Donald Trump et le défi de fond lancé aux médias
Le bras de fer engagé entre Donald Trump et les médias est un réel défi lancé aux médias. Des différences profondes existent historiquement entre les médias français et les médias américains.
Ces derniers ont une tradition bien plus globale d’indépendance. La diversité des supports est plus grande aux Etats Unis qu’en France. Mais surtout, les médias américains se veulent plus attachés aux faits que les médias français. La vérité des faits est ce qui compte le plus. D’où l’investigation auprès des témoins, des acteurs afin de défendre le droit de savoir qui est reconnu au public. Les attaquer sur la base d'accusations de "fake news" c'est s'attaquer au socle même des médias.
Le « média d’opinion » a longtemps été considéré comme une hérésie au pays des résultats financiers. Les règles étaient simples :
- les médias à forte audience font partie d’un groupe chargé surtout de rapporter des dividendes aux actionnaires,
- pour cela, il faut attirer beaucoup de publicités,
- pour réussir, il importe d’attirer le lecteur en lui parlant d’abord des sujets qui concernent le commun des mortels : sports, crimes, faits et gestes des personnalités locales, extravagances des vedettes du cinéma principalement.
Dans ce contexte, les informations politiques occupent une place mineure parce qu’elles intéressent modérément les lecteurs. Telles étaient les règles d’or du côté des médias américains.
Quant à leurs partenaires privilégiés, les annonceurs, les repères étaient simples : la publicité doit être un investissement rentabilisé par l’accroissement des ventes.

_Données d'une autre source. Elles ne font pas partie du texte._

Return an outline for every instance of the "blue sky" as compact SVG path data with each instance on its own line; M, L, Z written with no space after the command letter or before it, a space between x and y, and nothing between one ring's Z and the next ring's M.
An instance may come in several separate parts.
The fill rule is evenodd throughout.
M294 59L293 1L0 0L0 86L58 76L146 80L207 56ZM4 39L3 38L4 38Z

Dans ce contexte général, il y avait aussi un autre facteur d’équilibre d’ailleurs peu souvent évoqué. Si les actionnaires étaient souvent du camp républicain, les journalistes étaient souvent du camp démocrate. Chacun se « supporte » en ne provoquant pas l’autre.
Avec le 11 septembre 2001, ce paysage a beaucoup changé. La lutte contre le terrorisme, devenue la grande cause nationale, a considérablement modifié l’esprit d’investigation de la presse dans certains domaines de l’action publique fédérale. Alors que les médias sont toujours friands d’excitation, voire d’exagération qui font vendre les produits et attirent la clientèle ; à cette époque, ils se sont astreints à un sens nouveau des responsabilités.
Dans un premier temps, dans des circonstances exceptionnelles, pouvoir fédéral et médias ont reconnu un « devoir d’interaction » qui se serait dissocié de la manipulation et de la conspiration. La manipulation serait l’information reconnue comme instrumentalisée par le pouvoir fédéral. La conspiration serait l’information qui ne reconnaissait pas la spécificité et la gravité des contraintes d’un pouvoir en guerre contre le terrorisme.
Cette notion d’interaction était censée résumer le point d’équilibre de deux pouvoirs responsabilisés par un respect mutuel et surtout le respect d’une nation fragile.
Mais voilà, il ressort progressivement que dans ce pays qui a un besoin permanent de « nouvelles », ce point d’équilibre aurait exagérément limité les pouvoirs des médias et leur obligation de ne pas passer sous silence ce qui est dangereux pour la démocratie américaine. Les révélations auraient été largement insuffisantes. Les médias traditionnels sont ainsi devenus les victimes d’un grand contournement par la communication en ligne. Une nouvelle information est née faite de proximité affichée mais surtout d’infiltration, de révélations permanentes et du rejet généralisé d’un « politiquement correct » qui discréditerait les supports traditionnels dont la connivence aurait été révélée lors de la guerre d’Irak. Ce climat a placé les médias américains traditionnels dans une véritable tourmente au pays où ils ont été reconnus les premiers comme le quatrième pouvoir. Et cette tourmente est apparue dès 2006. Depuis cette date, la blogosphère américaine a donné le tournis aux médias classiques. Ces derniers ont dû réviser leurs méthodes et investir en masse cette blogosphère pour l’intégrer car il leur devient difficile de lutter de face.
Progressivement, ce retour aux sources dans cette compétition entre médias traditionnels et blogosphère a été conduite au détriment des premiers. Avec l'offensive Trump, ils doivent regagner leur crédibilité sur les faits. Sinon leur chute face à la blogosphère va s'amplifier dans des conditions de grande gravité pour l'équilibre des différents pouvoirs.